Overall Architecture

Overview Diagram

  • Frontend App: The user interface within the browser that interacts with the backend via REST APIs and WebSockets.
  • Quarkus API: The backend application that handles core business logic. It writes orders to the Postgres database and produces raw order events into the Kafka cluster. It also consumes processed inventory events from Kafka to update the frontend.
  • Postgres: The primary transactional database.
  • Kafka Cluster: The central message bus for all real-time events.
  • Apache Flink Cluster: A stream processing platform that runs applications for order processing and inventory management in real time.
  • Tooling (Kpow and Flex): Provides monitoring and management capabilities for the Kafka and Flink clusters, respectively.

Quarkus API

The Quarkus API serves as the central backend, handling synchronous user-facing interactions and asynchronous event processing. While it exposes multiple REST endpoints for actions like viewing products and managing the shopping cart, its most critical functions revolve around the checkout process and real-time data synchronization.

  • Checkout and Inventory Event Logic: The /checkout endpoint orchestrates the core order processing flow. After persisting the order to the PostgreSQL database, it employs conditional logic based on a useCdc flag from the frontend:

    • When useCdc is false: The API is directly responsible for triggering inventory updates. It iterates through the order's items and uses the orderEventEmitter to produce an event for each item onto a Kafka topic. These specific events are consumed downstream by the Flink Inventory Job to calculate inventory changes in real time.
    • When useCdc is true: This direct event publishing is skipped. The system instead relies on the database transaction being captured by the Flink CDC Job to drive the inventory workflow.
  • Real-time Product State Management: The API uses two distinct Kafka consumer technologies that work together to build a complete, real-time view of product data.

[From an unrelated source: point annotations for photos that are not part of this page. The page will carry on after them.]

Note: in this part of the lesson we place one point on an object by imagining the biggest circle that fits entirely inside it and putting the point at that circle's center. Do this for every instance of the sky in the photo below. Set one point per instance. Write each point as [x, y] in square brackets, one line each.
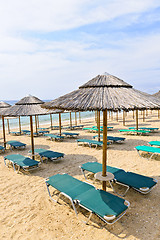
[49, 48]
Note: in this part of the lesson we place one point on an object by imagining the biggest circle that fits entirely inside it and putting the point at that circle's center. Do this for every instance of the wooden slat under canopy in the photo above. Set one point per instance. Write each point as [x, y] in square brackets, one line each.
[28, 106]
[102, 93]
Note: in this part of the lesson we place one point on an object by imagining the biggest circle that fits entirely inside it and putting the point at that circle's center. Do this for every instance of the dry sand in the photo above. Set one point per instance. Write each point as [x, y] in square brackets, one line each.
[26, 211]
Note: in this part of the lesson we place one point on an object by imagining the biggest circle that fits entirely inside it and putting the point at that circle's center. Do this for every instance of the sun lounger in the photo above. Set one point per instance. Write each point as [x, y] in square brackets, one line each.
[112, 139]
[101, 127]
[20, 161]
[106, 206]
[145, 128]
[34, 134]
[53, 136]
[25, 131]
[40, 129]
[71, 135]
[138, 182]
[151, 150]
[92, 129]
[16, 144]
[48, 154]
[2, 149]
[155, 143]
[130, 131]
[91, 142]
[15, 133]
[42, 132]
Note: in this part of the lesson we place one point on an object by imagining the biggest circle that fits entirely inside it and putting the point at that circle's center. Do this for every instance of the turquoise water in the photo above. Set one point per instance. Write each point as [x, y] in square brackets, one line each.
[45, 119]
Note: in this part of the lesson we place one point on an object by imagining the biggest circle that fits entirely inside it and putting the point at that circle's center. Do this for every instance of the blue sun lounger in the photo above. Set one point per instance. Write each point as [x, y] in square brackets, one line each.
[2, 148]
[91, 143]
[15, 133]
[146, 128]
[53, 136]
[48, 154]
[19, 161]
[71, 135]
[108, 207]
[25, 131]
[151, 150]
[42, 132]
[155, 143]
[133, 131]
[16, 144]
[136, 181]
[112, 139]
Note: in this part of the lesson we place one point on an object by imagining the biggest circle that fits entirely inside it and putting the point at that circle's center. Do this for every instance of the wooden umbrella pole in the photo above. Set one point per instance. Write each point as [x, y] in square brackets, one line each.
[99, 138]
[32, 139]
[95, 116]
[36, 123]
[70, 119]
[4, 134]
[51, 121]
[123, 118]
[8, 126]
[143, 115]
[60, 124]
[20, 124]
[136, 119]
[75, 118]
[104, 160]
[79, 117]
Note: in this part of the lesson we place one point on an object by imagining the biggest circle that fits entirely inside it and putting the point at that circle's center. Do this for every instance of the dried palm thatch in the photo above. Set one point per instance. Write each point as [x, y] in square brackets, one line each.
[3, 106]
[157, 95]
[104, 92]
[28, 106]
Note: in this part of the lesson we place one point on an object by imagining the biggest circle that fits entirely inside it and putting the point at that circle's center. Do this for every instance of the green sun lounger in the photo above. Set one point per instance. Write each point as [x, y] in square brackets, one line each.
[155, 143]
[151, 150]
[42, 132]
[106, 206]
[112, 139]
[48, 154]
[16, 144]
[71, 135]
[27, 164]
[130, 131]
[2, 148]
[146, 128]
[53, 136]
[91, 142]
[25, 131]
[34, 134]
[15, 133]
[138, 182]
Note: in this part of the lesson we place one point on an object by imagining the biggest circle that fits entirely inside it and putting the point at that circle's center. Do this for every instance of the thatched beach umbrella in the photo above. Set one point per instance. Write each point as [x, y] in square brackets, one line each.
[28, 106]
[3, 107]
[102, 93]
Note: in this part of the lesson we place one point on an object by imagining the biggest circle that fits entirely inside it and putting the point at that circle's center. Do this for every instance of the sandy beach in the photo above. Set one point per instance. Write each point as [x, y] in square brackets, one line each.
[26, 211]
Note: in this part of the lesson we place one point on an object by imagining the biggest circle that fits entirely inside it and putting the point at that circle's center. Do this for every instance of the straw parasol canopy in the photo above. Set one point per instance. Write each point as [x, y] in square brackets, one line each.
[157, 95]
[102, 93]
[28, 106]
[3, 106]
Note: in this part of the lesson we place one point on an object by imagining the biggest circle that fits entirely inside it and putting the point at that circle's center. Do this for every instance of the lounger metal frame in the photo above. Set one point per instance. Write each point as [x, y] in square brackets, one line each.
[107, 220]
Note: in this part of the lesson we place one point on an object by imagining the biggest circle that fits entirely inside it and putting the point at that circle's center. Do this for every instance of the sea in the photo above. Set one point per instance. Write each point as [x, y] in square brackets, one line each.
[45, 119]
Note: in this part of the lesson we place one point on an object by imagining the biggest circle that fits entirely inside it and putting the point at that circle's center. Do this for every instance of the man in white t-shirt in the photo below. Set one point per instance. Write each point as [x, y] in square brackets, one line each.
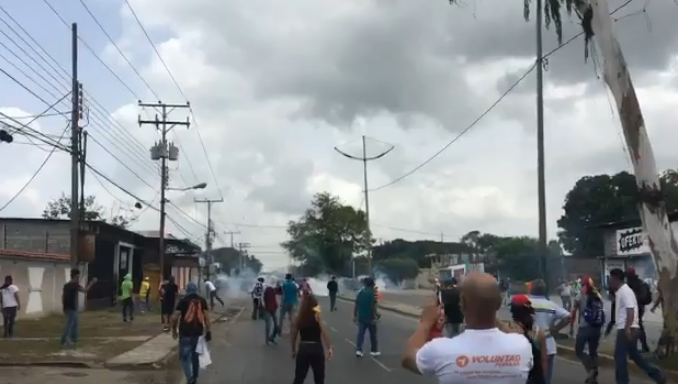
[10, 303]
[212, 293]
[482, 353]
[626, 323]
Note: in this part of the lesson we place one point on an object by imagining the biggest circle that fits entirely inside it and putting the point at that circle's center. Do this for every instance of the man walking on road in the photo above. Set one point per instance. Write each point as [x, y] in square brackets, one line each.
[290, 298]
[464, 359]
[591, 318]
[190, 322]
[366, 316]
[550, 318]
[212, 292]
[126, 298]
[628, 330]
[70, 297]
[257, 296]
[332, 289]
[270, 303]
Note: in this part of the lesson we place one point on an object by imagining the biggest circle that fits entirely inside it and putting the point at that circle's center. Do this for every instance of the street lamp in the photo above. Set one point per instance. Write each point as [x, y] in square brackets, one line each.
[197, 186]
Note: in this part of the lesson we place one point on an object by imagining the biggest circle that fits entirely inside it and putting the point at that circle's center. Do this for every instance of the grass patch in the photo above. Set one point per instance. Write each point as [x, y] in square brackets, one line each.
[87, 351]
[105, 323]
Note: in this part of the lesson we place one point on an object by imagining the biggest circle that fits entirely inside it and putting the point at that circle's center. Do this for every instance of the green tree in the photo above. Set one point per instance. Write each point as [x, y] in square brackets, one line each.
[604, 199]
[326, 236]
[398, 269]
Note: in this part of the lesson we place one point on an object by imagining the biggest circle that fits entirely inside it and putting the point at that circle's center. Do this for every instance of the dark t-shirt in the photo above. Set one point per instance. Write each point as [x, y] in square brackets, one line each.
[170, 292]
[70, 296]
[332, 287]
[451, 302]
[191, 327]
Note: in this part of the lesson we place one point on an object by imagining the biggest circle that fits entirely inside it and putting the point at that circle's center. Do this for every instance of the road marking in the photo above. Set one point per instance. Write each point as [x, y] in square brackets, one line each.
[379, 363]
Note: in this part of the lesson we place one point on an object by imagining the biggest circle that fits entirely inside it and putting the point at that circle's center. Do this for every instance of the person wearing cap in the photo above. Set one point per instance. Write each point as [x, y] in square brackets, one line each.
[523, 322]
[191, 321]
[549, 317]
[628, 329]
[588, 332]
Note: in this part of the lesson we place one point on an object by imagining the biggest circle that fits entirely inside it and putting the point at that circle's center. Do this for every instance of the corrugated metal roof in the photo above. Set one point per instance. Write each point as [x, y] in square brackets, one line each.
[34, 255]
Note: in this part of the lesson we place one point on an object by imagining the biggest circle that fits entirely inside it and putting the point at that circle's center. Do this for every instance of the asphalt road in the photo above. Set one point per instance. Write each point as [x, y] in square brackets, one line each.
[240, 355]
[418, 298]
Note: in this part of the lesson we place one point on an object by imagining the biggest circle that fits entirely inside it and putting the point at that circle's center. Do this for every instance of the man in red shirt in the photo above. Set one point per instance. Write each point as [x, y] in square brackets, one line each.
[270, 310]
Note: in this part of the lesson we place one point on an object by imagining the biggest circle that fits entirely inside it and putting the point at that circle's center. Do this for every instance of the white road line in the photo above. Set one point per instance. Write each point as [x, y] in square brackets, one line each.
[379, 363]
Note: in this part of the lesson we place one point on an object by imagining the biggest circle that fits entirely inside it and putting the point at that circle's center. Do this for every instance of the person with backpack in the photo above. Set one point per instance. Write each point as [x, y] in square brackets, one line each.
[523, 322]
[450, 300]
[627, 326]
[257, 298]
[590, 307]
[643, 294]
[190, 322]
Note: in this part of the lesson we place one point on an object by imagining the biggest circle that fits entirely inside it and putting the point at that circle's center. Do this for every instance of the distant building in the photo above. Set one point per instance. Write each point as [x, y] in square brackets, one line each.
[626, 246]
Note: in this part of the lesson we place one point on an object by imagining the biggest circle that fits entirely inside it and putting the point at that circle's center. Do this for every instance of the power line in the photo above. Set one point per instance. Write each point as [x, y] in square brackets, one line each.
[35, 174]
[176, 83]
[118, 49]
[462, 133]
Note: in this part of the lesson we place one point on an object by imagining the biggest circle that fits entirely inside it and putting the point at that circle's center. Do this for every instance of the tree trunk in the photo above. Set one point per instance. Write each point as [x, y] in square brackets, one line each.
[652, 205]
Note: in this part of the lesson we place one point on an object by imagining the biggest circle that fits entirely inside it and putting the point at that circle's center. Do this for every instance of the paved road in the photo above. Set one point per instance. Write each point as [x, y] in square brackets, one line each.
[653, 321]
[240, 356]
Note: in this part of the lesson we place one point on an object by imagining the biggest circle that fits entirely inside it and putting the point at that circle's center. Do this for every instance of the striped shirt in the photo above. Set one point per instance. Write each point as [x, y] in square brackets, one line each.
[546, 315]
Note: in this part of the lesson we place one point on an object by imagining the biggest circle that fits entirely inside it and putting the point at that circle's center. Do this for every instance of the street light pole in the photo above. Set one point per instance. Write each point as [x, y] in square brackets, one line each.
[368, 233]
[163, 151]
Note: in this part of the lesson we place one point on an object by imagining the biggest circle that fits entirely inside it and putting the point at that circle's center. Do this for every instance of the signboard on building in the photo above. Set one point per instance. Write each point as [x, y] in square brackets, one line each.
[632, 241]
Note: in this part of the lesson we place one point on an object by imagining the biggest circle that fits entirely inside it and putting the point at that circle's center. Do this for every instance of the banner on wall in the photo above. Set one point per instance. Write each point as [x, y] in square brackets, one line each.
[632, 241]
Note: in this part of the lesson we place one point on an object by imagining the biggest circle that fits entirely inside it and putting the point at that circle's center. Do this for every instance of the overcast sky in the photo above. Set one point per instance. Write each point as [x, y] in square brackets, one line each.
[275, 85]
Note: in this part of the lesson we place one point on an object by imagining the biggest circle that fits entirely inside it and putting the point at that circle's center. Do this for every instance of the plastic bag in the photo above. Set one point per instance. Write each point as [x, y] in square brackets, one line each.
[203, 352]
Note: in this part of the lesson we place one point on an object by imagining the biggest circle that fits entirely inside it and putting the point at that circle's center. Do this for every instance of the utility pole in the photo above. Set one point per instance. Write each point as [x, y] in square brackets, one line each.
[541, 178]
[210, 231]
[242, 249]
[163, 151]
[231, 233]
[368, 233]
[75, 148]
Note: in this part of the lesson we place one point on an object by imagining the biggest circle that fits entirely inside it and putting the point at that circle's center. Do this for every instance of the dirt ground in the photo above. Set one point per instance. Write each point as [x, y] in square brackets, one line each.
[41, 375]
[102, 335]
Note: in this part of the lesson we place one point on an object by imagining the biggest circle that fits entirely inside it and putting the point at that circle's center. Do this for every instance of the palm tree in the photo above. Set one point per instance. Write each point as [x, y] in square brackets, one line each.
[597, 24]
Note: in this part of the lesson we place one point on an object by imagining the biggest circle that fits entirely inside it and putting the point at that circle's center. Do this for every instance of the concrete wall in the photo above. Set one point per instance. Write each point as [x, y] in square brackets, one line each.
[40, 284]
[35, 236]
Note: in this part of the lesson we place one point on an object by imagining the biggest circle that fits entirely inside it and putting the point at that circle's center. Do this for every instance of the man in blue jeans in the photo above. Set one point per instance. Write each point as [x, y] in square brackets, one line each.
[70, 297]
[628, 331]
[290, 298]
[365, 315]
[191, 321]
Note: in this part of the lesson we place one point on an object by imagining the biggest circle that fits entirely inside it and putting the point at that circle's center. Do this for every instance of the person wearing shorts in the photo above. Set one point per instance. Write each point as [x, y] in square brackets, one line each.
[168, 299]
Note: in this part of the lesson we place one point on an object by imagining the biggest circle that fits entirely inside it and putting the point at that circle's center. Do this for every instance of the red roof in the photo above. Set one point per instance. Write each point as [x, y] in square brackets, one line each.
[34, 255]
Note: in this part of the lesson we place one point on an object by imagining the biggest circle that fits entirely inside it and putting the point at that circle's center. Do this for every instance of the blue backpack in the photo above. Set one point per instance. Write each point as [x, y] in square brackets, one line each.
[594, 313]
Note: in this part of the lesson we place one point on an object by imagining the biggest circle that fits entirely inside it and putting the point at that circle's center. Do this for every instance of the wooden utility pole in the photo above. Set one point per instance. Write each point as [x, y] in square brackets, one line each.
[163, 151]
[231, 233]
[75, 149]
[368, 234]
[209, 236]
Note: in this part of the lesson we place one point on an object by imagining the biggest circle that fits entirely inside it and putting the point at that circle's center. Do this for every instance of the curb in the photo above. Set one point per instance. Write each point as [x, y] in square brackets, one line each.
[564, 351]
[161, 363]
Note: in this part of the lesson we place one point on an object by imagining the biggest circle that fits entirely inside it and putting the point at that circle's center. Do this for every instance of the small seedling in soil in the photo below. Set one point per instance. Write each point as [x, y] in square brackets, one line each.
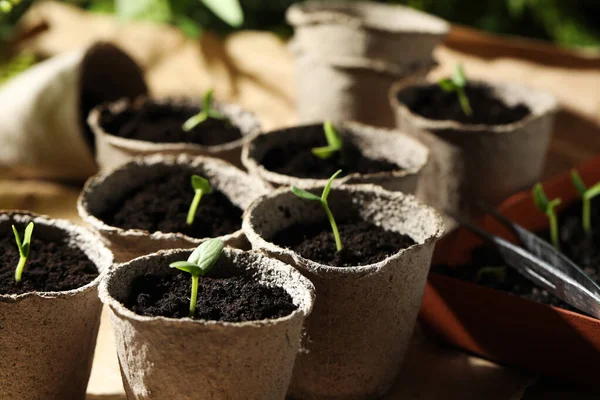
[198, 264]
[587, 194]
[547, 207]
[303, 194]
[334, 142]
[201, 187]
[457, 83]
[24, 247]
[204, 114]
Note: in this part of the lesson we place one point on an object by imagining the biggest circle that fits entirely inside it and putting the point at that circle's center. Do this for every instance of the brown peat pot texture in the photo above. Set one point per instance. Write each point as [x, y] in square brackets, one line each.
[245, 337]
[225, 299]
[126, 129]
[369, 155]
[161, 123]
[49, 321]
[507, 328]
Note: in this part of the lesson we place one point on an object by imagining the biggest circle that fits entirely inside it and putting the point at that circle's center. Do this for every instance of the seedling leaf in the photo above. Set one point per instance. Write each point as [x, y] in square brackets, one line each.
[304, 194]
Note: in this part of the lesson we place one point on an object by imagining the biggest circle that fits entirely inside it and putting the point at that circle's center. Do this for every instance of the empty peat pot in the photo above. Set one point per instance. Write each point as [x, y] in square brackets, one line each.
[366, 305]
[366, 30]
[49, 320]
[141, 207]
[380, 156]
[182, 358]
[125, 129]
[496, 152]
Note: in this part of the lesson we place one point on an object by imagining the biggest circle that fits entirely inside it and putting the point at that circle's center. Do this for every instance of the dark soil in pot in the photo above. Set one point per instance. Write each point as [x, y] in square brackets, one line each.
[161, 123]
[583, 249]
[299, 161]
[434, 103]
[225, 299]
[363, 242]
[163, 203]
[51, 266]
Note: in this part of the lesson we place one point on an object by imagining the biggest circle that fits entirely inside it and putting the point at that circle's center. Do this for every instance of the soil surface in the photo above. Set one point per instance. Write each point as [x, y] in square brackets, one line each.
[299, 161]
[583, 249]
[434, 103]
[363, 242]
[161, 123]
[50, 267]
[226, 299]
[163, 203]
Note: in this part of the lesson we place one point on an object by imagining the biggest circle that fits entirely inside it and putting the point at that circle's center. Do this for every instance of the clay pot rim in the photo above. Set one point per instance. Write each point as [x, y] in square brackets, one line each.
[549, 105]
[182, 159]
[233, 111]
[328, 271]
[253, 166]
[320, 12]
[302, 310]
[69, 228]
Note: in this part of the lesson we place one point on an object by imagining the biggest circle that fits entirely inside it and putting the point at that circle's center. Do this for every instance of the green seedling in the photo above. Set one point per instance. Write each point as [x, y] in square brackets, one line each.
[205, 113]
[498, 272]
[334, 142]
[201, 187]
[587, 194]
[547, 207]
[24, 247]
[198, 264]
[457, 83]
[303, 194]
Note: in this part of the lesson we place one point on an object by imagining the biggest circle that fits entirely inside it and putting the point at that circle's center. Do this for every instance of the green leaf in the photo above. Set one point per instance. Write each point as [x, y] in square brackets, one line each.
[578, 182]
[207, 254]
[200, 183]
[147, 10]
[229, 11]
[447, 85]
[18, 240]
[303, 194]
[539, 197]
[458, 78]
[327, 188]
[334, 139]
[186, 266]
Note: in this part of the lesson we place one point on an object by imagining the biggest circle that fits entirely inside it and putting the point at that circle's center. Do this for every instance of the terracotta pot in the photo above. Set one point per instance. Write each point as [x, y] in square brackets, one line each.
[45, 108]
[47, 339]
[378, 143]
[363, 316]
[485, 162]
[103, 190]
[347, 89]
[114, 151]
[505, 328]
[390, 33]
[165, 358]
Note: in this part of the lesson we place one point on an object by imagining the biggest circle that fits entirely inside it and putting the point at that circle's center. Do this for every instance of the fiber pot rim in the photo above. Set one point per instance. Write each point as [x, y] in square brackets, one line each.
[148, 161]
[244, 120]
[254, 166]
[68, 228]
[319, 12]
[302, 311]
[544, 104]
[327, 271]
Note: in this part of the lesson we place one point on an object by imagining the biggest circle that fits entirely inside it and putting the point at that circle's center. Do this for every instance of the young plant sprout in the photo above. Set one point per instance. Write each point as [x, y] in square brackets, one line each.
[334, 142]
[206, 112]
[24, 247]
[587, 194]
[303, 194]
[198, 264]
[201, 187]
[547, 207]
[457, 83]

    • The Kafka Streams application consumes events from the inventory-events topic. It processes these partial updates (e.g., stock level changes) and merges them into the full product objects stored in the cache.
    • A standard Kafka Consumer (ProductConsumer) subscribes to the products topic, which contains full product details (e.g., name, description, initial price).
  • Unified Cache and WebSocket Updates: Both the Kafka Streams app and the Kafka Consumer, upon receiving their respective events, call a central update function. This unified logic ensures data consistency by performing two actions simultaneously:

    1. Updates Internal Cache: It modifies the in-memory state store managed by the ProductCacheService. This ensures that REST API calls always retrieve the most current product data with low latency.
    2. Pushes to Frontend: It sends the complete, updated product object to all connected clients via the EcommerceWebsocket, ensuring the user interface reflects every change in real-time.

Flink Applications

The stream processing layer of the architecture is composed of two distinct and composable Flink jobs that work in tandem to process order data and manage product inventory in real-time.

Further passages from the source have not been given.